The Kwpn have their stallion inspection report on Silverstone up on their online database. All positive from what I remember .

Only thing is that I have heard rumours about silver's site Corland- that the offspring have soundness issues. Not sure what/ how.
 
Silverstone vdl is by champion du lys. I have two foals this year and put my mares straight back in foal to him again, they are the best foals I've had, he has stamped them with his good looks, temperament and movement, can't wait to get them jumping!:)
 
Triomphe de Muze is by chin chin Olympic medallist and was bred by Joris de Brabander in Belgium- breeder of 5 horses in the SJ Olympic start list 2012- three of which were by Nabab de Reve, who actually appears in 7% of the pedigrees of all the 2012 SJ horses. This includes London the silver medalist who is by nabab and used to be called Carembar de Muze.

They have used chin chin quite a few times in there breeding and some world class horses have resulted. Chin chins are good for competitive amateurs.

Triomphe is very successful himself and adds class and quality the damline is French too I think jalisco can't remember- google it.

If you have a quite easy/quidam mare the cross would be nearly entirely Selle Francais blood- a very competitive and athletic prospect.
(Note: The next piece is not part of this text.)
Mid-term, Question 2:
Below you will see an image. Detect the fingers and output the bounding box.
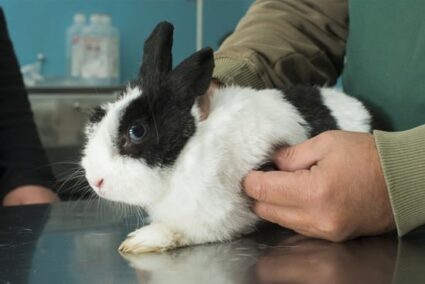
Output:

Anything that comes from a De Muze stallion/mare is highly sought after ATM x
 
Filly foal by Silverstone vdl at Brightwells now sold, others going like hot cakes too, not suprised when you see the quality. Check out video of 5 year old advertised in last weeks H & H, VOLOSPORT HORSES. Would love to buy him! Pure selle francais are athletic but renowned for being difficult, ok for top riders but many never reach their full potential and are difficult to sell due to temperement, not a risk I want to take.:)
 
Seriously?! That is grossly unfair you can't tar them all with the same brush!
SF is not really a breed it's simply a French warmblood- therefore a mix of breeds just like any other warmblood stud book out there. It's a bit like saying all Belgian warmbloods are heavy slow cart horses- when they're not.
First time I've heard that about SF horses!
 
I agree seabiscuit lol! All mine are BWP but made up of sf blood- and I wish they were hotter!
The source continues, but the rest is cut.